76. Solidago houghtonii Torrey & A. Gray in A. Gray, Manual. 211. 1848.
Aster houghtonii (Torrey & A. Gray) Kuntze; Oligoneuron houghtonii (Torrey & Gray) G. L. Nesom
Plants 30–60+ cm; caudices branching; vascular bundles and petiole bases marcescent (attached to old stems for more than a season). Stems 1–5+, erect, slender, glabrous. Leaves: basal tapering to long, winged petioles, blades ovate, to 7–22 mm wide, margins entire, apices acute, faces glabrous; proximal cauline tapering to winged petiole-like bases partially clasping stems, blades sometimes 3-nerved (2 prominent lateral nerves arising proximally and running alongside midnerve for some distance before diverging), linear oblanceolate , 158–177 × 7–22 mm, margins entire, ciliate, apices acute to obtuse, glabrous; mid to distal sessile, blades linear lanceolate , mid often 3-nerved (obscurely sometimes), distal 1-nerved, 47–100 × 4–10 mm, reduced distally. Heads (2–)5–50(–100+), not secund, in corymbiform arrays, branches and peduncles glabrous or moderately strigillose. Peduncles 5–6.2 mm, sparsely to moderately strigillose; bracteoles 0–2, linear. Involucres campanulate, (5.5–)6–8(–9) mm. Phyllaries in 3–4 series, unequal, linear to oblanceolate, margins ciliate, weakly striate, obtuse to rounded. Ray florets 6–12 (pale to bright yellow); laminae 7.4–7.9 × 0.5–0.6 mm. Disc florets 8–15; corollas 4–4.3 mm, lobes 0.9–1.5 mm. Cypselae obconic, 1.4–1.8 mm, glabrous, ribs sometimes dark; pappi of bristles 4–5.5 mm, clavate. 2n = 54.
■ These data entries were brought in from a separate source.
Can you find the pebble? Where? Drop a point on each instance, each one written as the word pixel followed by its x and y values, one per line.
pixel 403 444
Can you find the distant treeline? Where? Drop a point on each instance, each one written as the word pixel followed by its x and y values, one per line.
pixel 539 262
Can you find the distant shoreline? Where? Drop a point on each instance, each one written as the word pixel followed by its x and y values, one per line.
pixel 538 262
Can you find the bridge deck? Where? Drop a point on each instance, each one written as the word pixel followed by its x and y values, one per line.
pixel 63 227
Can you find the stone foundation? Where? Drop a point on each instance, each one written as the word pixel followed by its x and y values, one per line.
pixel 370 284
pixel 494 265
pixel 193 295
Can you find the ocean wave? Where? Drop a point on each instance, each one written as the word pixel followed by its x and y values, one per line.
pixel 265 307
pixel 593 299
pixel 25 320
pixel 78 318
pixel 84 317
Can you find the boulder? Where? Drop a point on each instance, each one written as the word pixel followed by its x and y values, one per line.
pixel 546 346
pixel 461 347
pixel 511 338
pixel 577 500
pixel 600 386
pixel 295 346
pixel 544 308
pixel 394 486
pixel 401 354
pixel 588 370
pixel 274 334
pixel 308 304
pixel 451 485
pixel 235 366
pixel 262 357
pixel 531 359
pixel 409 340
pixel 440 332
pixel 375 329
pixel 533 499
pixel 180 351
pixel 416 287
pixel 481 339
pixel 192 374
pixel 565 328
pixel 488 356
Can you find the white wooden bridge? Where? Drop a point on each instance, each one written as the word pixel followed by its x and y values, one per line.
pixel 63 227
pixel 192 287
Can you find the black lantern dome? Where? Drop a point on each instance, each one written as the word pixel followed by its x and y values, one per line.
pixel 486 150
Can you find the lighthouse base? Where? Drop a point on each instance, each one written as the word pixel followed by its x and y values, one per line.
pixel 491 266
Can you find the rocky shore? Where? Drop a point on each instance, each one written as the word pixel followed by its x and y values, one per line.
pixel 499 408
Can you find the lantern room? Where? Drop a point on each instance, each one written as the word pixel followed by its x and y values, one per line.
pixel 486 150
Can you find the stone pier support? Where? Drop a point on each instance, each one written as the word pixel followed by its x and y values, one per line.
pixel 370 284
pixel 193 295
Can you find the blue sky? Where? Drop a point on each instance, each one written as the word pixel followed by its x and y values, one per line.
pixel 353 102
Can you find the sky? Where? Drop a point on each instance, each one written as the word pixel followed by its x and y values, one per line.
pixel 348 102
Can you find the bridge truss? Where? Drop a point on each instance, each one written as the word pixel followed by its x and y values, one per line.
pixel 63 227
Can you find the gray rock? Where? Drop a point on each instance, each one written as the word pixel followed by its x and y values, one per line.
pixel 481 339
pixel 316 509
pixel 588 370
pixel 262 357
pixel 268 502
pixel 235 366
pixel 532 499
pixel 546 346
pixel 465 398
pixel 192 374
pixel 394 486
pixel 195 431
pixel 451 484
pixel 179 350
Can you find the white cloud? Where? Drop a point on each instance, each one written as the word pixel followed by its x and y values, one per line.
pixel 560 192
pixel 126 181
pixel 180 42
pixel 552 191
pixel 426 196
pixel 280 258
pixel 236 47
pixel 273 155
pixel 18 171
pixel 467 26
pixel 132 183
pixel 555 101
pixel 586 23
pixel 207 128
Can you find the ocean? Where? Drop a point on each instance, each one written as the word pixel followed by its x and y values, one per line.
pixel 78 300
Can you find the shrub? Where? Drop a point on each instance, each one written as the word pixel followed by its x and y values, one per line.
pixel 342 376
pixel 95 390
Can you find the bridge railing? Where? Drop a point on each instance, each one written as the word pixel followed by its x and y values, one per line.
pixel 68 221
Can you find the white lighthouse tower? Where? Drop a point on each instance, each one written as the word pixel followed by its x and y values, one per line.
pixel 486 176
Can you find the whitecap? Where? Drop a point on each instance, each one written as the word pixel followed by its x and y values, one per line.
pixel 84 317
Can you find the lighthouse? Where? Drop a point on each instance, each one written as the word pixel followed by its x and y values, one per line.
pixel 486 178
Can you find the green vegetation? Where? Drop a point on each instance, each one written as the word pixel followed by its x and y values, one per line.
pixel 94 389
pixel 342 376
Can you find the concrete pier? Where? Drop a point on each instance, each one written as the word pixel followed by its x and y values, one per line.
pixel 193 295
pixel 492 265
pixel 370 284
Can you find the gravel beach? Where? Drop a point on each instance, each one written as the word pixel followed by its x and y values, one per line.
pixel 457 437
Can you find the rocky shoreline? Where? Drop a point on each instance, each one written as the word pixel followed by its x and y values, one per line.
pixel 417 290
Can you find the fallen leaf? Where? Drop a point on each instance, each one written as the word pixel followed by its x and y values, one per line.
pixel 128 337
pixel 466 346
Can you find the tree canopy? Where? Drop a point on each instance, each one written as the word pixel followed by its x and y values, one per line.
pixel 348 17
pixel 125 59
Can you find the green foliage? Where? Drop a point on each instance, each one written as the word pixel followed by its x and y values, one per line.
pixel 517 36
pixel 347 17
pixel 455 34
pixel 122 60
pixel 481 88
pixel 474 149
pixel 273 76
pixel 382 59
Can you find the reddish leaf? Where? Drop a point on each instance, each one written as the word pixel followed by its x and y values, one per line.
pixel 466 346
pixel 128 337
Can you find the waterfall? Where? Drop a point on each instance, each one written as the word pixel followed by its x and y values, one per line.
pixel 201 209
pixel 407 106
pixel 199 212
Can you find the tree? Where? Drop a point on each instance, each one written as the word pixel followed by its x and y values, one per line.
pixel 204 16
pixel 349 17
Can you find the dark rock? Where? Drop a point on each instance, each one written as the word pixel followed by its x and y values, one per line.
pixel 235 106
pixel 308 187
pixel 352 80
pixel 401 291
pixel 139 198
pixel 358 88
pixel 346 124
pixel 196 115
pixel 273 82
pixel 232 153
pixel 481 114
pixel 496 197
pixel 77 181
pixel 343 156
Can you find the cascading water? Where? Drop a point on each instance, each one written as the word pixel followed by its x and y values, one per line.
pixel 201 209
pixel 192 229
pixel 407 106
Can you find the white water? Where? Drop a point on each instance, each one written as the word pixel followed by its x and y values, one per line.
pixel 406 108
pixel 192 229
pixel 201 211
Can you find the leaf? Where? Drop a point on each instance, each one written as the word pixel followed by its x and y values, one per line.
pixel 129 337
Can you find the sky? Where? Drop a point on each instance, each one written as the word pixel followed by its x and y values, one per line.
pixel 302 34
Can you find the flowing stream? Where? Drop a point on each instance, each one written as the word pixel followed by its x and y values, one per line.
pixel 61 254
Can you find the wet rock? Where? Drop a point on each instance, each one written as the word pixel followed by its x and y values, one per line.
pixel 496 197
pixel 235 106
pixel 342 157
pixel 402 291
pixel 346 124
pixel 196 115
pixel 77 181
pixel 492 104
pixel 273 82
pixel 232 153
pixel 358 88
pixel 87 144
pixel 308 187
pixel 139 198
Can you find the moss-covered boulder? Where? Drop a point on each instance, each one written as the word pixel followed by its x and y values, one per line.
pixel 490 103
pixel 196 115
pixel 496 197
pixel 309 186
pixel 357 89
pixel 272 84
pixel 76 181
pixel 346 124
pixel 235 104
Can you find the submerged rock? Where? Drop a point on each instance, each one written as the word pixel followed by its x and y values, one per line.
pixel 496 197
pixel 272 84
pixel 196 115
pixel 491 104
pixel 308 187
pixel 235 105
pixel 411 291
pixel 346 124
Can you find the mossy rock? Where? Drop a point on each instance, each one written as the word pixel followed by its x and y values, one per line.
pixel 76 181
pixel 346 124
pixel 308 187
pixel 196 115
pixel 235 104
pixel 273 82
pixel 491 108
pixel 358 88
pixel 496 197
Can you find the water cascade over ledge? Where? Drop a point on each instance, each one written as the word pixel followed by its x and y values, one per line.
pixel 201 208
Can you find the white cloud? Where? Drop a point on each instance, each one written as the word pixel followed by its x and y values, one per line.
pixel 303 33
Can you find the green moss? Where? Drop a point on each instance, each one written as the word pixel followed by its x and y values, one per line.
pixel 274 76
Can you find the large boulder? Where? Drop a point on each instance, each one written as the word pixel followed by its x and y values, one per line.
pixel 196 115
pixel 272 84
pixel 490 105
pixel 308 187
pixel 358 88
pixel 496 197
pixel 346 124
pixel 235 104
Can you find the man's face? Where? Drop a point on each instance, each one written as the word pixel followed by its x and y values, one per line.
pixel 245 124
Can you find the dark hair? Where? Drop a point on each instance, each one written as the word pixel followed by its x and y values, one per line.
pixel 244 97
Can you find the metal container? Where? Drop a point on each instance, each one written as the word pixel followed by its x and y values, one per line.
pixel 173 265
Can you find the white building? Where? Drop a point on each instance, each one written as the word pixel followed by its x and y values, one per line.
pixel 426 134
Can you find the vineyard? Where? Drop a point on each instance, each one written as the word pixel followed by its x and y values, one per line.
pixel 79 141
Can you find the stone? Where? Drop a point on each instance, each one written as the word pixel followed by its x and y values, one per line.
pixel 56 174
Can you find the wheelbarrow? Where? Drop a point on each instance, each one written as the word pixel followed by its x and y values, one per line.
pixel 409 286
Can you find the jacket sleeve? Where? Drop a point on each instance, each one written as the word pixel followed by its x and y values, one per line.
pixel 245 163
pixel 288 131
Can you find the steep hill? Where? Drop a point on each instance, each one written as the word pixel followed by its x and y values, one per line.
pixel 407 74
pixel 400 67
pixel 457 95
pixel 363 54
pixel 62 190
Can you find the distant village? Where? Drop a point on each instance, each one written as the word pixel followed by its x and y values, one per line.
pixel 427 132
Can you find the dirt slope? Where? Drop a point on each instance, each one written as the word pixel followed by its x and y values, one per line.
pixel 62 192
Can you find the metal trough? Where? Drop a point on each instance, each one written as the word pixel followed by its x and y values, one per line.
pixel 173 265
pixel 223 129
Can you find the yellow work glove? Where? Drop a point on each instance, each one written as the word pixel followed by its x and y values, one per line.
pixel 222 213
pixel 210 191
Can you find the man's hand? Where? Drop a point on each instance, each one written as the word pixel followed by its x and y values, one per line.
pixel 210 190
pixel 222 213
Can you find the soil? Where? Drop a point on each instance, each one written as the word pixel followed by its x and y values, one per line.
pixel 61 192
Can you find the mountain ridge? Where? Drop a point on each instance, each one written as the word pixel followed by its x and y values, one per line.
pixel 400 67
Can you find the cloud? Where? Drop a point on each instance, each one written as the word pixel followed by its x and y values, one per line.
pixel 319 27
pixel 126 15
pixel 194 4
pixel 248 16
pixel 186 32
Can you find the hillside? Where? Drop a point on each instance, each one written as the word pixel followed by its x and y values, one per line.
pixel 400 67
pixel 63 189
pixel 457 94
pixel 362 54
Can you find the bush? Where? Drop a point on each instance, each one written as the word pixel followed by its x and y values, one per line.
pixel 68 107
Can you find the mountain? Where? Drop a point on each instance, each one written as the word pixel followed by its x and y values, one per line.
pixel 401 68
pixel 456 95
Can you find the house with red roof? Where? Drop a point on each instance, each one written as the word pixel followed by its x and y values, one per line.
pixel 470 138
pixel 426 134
Flowering Aug–Sep. Damp, interdunal hollows, limestone pavements (alvars); 100–400 m; Ont.; Mich., N.Y.
The large involucres and the presence of the unique 3-nerved proximal and mid cauline leaves distinguish Solidago houghtonii from other taxa in sect. Ptarmicoidei. The 3-nerved venation pattern may be morphologic evidence of a hybrid origin for S. houghtoni between a parallel-nerved member of sect. Ptarmicoidei and a 3-nerved member of subsect. Triplinerviae. Molecular data indicate that S. gigantea may have been one of the parental species (P. Laureto, pers. comm.).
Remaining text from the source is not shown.